Cells (1000 per well) were plated in 96-well plates. Cell viability was assessed using the Cell Counting Kit-8 (CCK-8) assay (Dojindo, Dalian, China) at indicated time points according to the instructions provided by the manufacturer. Subsequently, the cells were irradiated (dose: 4 Gy). Absorbance at 450 nm wavelength was measured after incubation with CCK-8 reagent (10 μL) and cell culture medium (90 μL) for 1.5 h at 37 °C. Light absorbance was measured using an automated microplate reader (Infinitf 200; Tecan, Port Melbourne, Australia).

Sections of paraffin-embedded CRC tissues and adjacent tissues were used to perform IHC staining (n = 257). After deparaffinization and rehydration by xylene and a series of graded ethanol washes, sections were treated with Tris-ethylenediaminetetraacetic acid (pH = 9.0) at 100 °C for 10 min. The sections were subsequently treated with 0.3% hydrogen peroxidase (20 min, room temperature), followed by incubation with primary antibody targeting UBAP2L (1:300; clone: CSB-PA622754LAO1HU; CUSABIO) and GPX4 (1:600; clone: T5659F; Abmart) for 1 h at 37 °C. Next, the sections were incubated with secondary antibody (ZSGB Biotech, Beijing, China), stained with diaminobenzidine tetrahydrochloride (ZSGB Biotech), and counterstained with hematoxylin.

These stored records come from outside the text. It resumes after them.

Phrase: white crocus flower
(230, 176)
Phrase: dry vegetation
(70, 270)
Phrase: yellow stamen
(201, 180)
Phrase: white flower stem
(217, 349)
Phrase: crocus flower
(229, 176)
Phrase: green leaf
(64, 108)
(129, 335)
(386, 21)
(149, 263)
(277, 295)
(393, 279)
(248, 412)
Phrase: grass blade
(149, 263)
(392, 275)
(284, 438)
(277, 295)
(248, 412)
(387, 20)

A semi-quantitative method based on the staining intensity and the percentage of positive tumor cells was used for UBAP2L and GPX4 IHC scoring. Staining intensity in tumor cells was scored on a scale from 0 to 3 as follows: 0 (no staining), 1 (light yellow staining), 2 (brown yellow staining), and 3 (dark brown staining), respectively. The percentage of positive tumor cells was scored as follows: 0 (negative), 1 (1–25%), 2 (26–50%), 3 (51%–75%), and 4 (> 75%). Then the two scores are multiplied, a multiplied score < 4 or ≥ 5 denoted low and high expression, respectively (Xiangyan et al. 2023).

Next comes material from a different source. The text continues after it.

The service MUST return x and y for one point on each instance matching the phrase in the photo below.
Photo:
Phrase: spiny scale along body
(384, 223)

Forty female BALB/c nude mice (age: 4–6 weeks; body weight: 18–20 g) were purchased from Beijing Vital River Laboratory Animal Technology Co., Ltd. (Beijing, China) and housed at 24–26 °C on a 12-h light/dark cycle. Mice were fed a full-fat diet and autoclaved water. A maximum of six mice were placed in each cage. A total of 1 × 107 infected RKO cells (Control, UBAP2L-KD and UBAP2L-OE) were suspended in phosphate-buffered saline (100 μL) and injected into the shoulder of the mice. After injected, mice were assigned into six groups (n = 6 per group): (i) Control; (ii) UBAP2L-KD; (iii) UBAP2L-OE; (iv) Radiotherapy; (v) UBAP2L-KD combined radiotherapy; and vi) UBAP2L-OE combined radiotherapy. Radiotherapy was performed as follows: The mice were anesthetized with isoflurane and fixed on a square lead plate, with the tumor region exposed. The radiation parameters were set to: 100 cm source-to-skin distance, 0.2 Gy/min dose rate, and 6 Gy total dose at a time for 6 consecutive days. After radiotherapy, all mice’s tumor size was measured every 6 days, and the maximum tumor diameter was recorded. The observation was terminated when any tumor reached a maximum diameter close to 1.5 cm. The mice were euthanized with CO2 anesthesia (50% cage volume/min), and the tumors were excised, weighed, photographed, and fixed in formalin for 24 h for paraffin embedding. Hematoxylin-and-eosin staining and IHC were performed. Animal experiments were reviewed and approved by the Ethics Committee on Animal Experiments of The Affiliated Hospital of Qingdao University (approval number: AHQU-MAL20240910XC).

The statistical analysis was performed using SPSS version 19.0 software (IBM Corp., Armonk, NY, USA) and all experiments were repeated at least thrice. The difference in UBAP2L expression between CRC tissues and control tissues, as well as the correlation between clinical pathological features, were evaluated using the chi-squared test. Survival analysis was conducted using the Kaplan–Meier method. P-values < 0.05 indicate statistically significant differences.